Now for the solid lines. Stampin’ Up! does not actually have any current stamps with solid line images – so, using my left-over scraps of rubber from my Perfect Pennants clear mount stamp set I created my own custom stamps in two different widths.
Although Laura used 6 different colors of ink – I decided to keep my design simpler choosing instead to use only three colors – Pink Pirouette, Melon Mambo and Pumpkin Pie Classic ink. I used my Stamp-a-ma-jig to help me align the lines one above the other.
Also, as you can see from Laura’s card she stamped her stripes directly onto the card front. I opted to stamp mine onto a card stock panel which I then mounted onto an A2 card using Stampin’ Dimensionals.
Now let’s take a look at the sentiment. Laura used the Enclosed Star die and coordinating Enclosed Star mini stamp set from PTI. As you can see from the photo of Laura’s card the sentiment is actually a part of the star frame. Obviously I could no re-create that exactly – so I combined my products to create the closest approximation I could.
I started off by nesting two of my Stars Framelits dies and die cutting them out of Whisper White card stock using my Big Shot to create the star-shaped frame. I then die cut the sentiment from the Hello You Thinlits Collection. I then layered the die cut sentiment over top of the frame.
I created a secondary sentiment similar to Laura’s except I opted to only create a single sentiment in the shape of a banner which I placed below the die cut sentiment. The “my friend” image comes from the Six Sided Sampler stamp set. I heat embossed it with white embossing powder onto black card stock and then die cut it using my Bitty Banners dies.

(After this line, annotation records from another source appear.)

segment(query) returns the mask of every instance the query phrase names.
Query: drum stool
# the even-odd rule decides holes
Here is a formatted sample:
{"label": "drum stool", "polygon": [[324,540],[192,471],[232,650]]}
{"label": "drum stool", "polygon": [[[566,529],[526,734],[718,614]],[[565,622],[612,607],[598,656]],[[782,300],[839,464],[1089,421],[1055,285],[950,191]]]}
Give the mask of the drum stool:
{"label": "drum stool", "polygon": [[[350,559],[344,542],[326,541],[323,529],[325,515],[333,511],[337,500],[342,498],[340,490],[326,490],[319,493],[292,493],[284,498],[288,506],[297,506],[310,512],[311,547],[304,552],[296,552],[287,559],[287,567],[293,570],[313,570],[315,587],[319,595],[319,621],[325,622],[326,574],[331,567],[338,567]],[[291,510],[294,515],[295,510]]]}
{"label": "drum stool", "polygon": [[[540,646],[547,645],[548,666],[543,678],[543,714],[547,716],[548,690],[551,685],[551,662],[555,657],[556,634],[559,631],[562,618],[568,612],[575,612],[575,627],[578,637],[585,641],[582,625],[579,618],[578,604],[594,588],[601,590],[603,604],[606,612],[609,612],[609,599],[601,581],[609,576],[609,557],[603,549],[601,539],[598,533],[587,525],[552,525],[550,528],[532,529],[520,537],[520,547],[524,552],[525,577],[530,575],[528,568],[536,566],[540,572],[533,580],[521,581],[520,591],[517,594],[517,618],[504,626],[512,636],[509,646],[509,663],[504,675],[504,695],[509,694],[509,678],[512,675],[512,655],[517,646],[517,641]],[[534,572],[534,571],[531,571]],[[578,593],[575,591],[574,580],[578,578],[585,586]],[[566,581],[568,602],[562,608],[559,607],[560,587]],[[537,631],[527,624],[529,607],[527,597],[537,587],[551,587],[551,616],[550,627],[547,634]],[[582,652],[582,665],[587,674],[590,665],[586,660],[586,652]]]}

Here are a couple of close up images of my card:
So the last thing I want to talk about is what the benefits are of making over cards like I’ve done today:
You learn to make the most of the products in your stash. If you keep up with what’s current in the crafting industry, then I’m sure you’ve noticed that there are a myriad of stamp companies releasing new products virtually every month. While it would be wonderful to be able to buy all the new releases, the reality is that most of us can’t afford to. By learning to look at the products in your stash with new eyes and think of out-of the box ways to use them, you can significantly increase the “usability” of your stash, and significantly decrease your craft expenditures.
It’s a creativity booster. When I first started making cards back in 2006 and joined Stampin’ Up! as a demonstrator, I considered myself to be quite creatively challenged, and really struggled with coming up with original ideas of my own. So, I decided to take the approach that countless artists over the centuries have taken – and that is, learning from the “Masters”. For me this was a process that involved several steps. I would find and follow card makers whose work I admired. I would look at the cards that “spoke” to me, and start thinking about why I liked those cards. I would then look through my stash and challenge myself to see if I could re-create the cards I liked, using what I had on hand. Initially, I would copy the designs almost exactly (kind of like what I demonstrated today). As I become more confident, I would begin to experiment, and make little changes to the design. Over time I was eventually able to use the ideas simply as a spring board for my own ideas – I might use the layout, perhaps the colors or maybe just a single design element as a starting point, and then my projects would evolve from there.
I’ll talk more about this concept and how you can use it in your business in a separate blog post which I will link to here once it’s finished and posted.
In the meantime – I hope you enjoyed today’s Let’s Make It Over feature!